Otra manera de pensar al respecto podría ser:
El pensamiento se hace consciente y lo experimentamos via nuestros sentidos. Realmente nunca estamos enojados por nada, y nunca estamos felices por nada. Sólo pensamos que lo estamos.
- Si pensamos que nuestra experiencia viene de afuera, nos sentimos víctimas de un mundo caprichoso y nos consideramos afortunados o desafortunados dependiendo de qué esté sucediendo en nuestras vidas y cómo resulten las cosas.
- Si creemos que nuestra experiencia viene de nosotros vía el Pensamiento y que debemos ocuparnos de lo que pensamos, nos sentimos víctimas de nuestra insuficiencia, sentimos que si tan sólo le echáramos más ganas/fuésemos más vigilantes/tuviéramos mejores técnicas, podríamos tener todo lo que quisiéramos y siempre sentirnos felices y nunca enojados, asustados o tristes.
- Cuando vemos que nuestra experiencia se da a través de nosotros via el pensamiento, reconocemos que nuestros sentimientos y percepciones del mundo cambiarán continuamente. La naturaleza del pensamiento es fluida, y cuando asentimos a ello, sin quedarnos en los pensamientos acerca del pasado ni nos obsesionamos con pensamientos acerca del futuro, podemos pasar más y más tiempo viviendo en el fluir de nuestro pensar en el momento presente.

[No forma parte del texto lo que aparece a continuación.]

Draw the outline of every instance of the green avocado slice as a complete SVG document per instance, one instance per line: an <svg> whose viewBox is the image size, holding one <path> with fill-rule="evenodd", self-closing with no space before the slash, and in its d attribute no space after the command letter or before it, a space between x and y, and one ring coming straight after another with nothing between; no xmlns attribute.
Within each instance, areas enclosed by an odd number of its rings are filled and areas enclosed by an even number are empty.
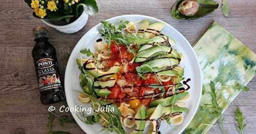
<svg viewBox="0 0 256 134"><path fill-rule="evenodd" d="M177 58L162 58L144 62L142 65L137 67L138 73L157 72L166 70L168 67L172 67L179 63Z"/></svg>
<svg viewBox="0 0 256 134"><path fill-rule="evenodd" d="M144 62L151 58L169 52L171 50L171 48L167 46L155 46L138 53L134 61L135 62Z"/></svg>
<svg viewBox="0 0 256 134"><path fill-rule="evenodd" d="M150 25L150 20L147 19L144 20L139 27L137 35L143 37L144 31L146 30L148 25Z"/></svg>
<svg viewBox="0 0 256 134"><path fill-rule="evenodd" d="M119 71L120 68L117 66L112 67L106 72L103 72L95 67L95 64L93 60L82 59L83 64L82 69L86 73L88 73L98 79L104 79L114 75Z"/></svg>
<svg viewBox="0 0 256 134"><path fill-rule="evenodd" d="M164 23L161 22L158 22L150 25L144 32L143 37L145 39L150 39L160 34L160 32L163 28Z"/></svg>
<svg viewBox="0 0 256 134"><path fill-rule="evenodd" d="M177 100L180 100L188 94L188 92L185 92L184 93L176 94L166 98L156 100L151 102L151 103L150 103L149 106L151 108L155 107L159 104L161 104L163 106L167 106L176 102Z"/></svg>
<svg viewBox="0 0 256 134"><path fill-rule="evenodd" d="M146 123L146 107L144 105L140 106L135 116L136 128L130 134L141 134L143 133Z"/></svg>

Este estado de flujo, o “libertad de mente”, es el estado en el que estamos diseñados para operar. Trae consigo un alivio y una claridad que saca a relucir nuestro sentido común y nos lleva a niveles de desempeño más elevados en lo que hacemos. Nuestro pensamiento nos convence menos y nos volvemos más receptivos a una sabiduría profunda que fluye desde más allá de la colección de memorias y pensamiento personal que hay en nuestro cerebro.

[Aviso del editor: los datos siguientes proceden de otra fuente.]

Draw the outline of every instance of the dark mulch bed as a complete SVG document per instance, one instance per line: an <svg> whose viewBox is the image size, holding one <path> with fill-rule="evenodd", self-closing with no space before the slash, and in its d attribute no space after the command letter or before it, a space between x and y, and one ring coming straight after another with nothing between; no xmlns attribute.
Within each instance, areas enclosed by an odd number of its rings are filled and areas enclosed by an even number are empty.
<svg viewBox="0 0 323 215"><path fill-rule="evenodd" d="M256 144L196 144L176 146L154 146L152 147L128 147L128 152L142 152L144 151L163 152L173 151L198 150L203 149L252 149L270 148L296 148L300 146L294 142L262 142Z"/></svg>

Estamos menos inclinados a vivir en nuestras cabezas y más inclinados a vivir en el momento. Y, puesto que pasamos más tiempo viviendo en el momento sin demasiado en nuestra mente, vemos a los que nos rodean con más claridad y conectamos con ellos más profundamente. La vida se convierte más en un juego que jugar, y no en un reto en el que hay que sobrevivir. Y el amor, la paz y la alegría que inevitablemente aparecen en la quietud de una conciencia “no contaminada por nuestro pensamiento personal” se vuelven el fondo del siempre cambiante caleidoscopio de percepción al que llamamos vida.
Si todo esto se siente como demasiado para digerir de un sólo bocado, considera esto:
- Ya eres perfecto, estás entero y mentalmente sano exactamente como estás.
- Siempre eres capaz de convencerte a ti mismo de lo contrario.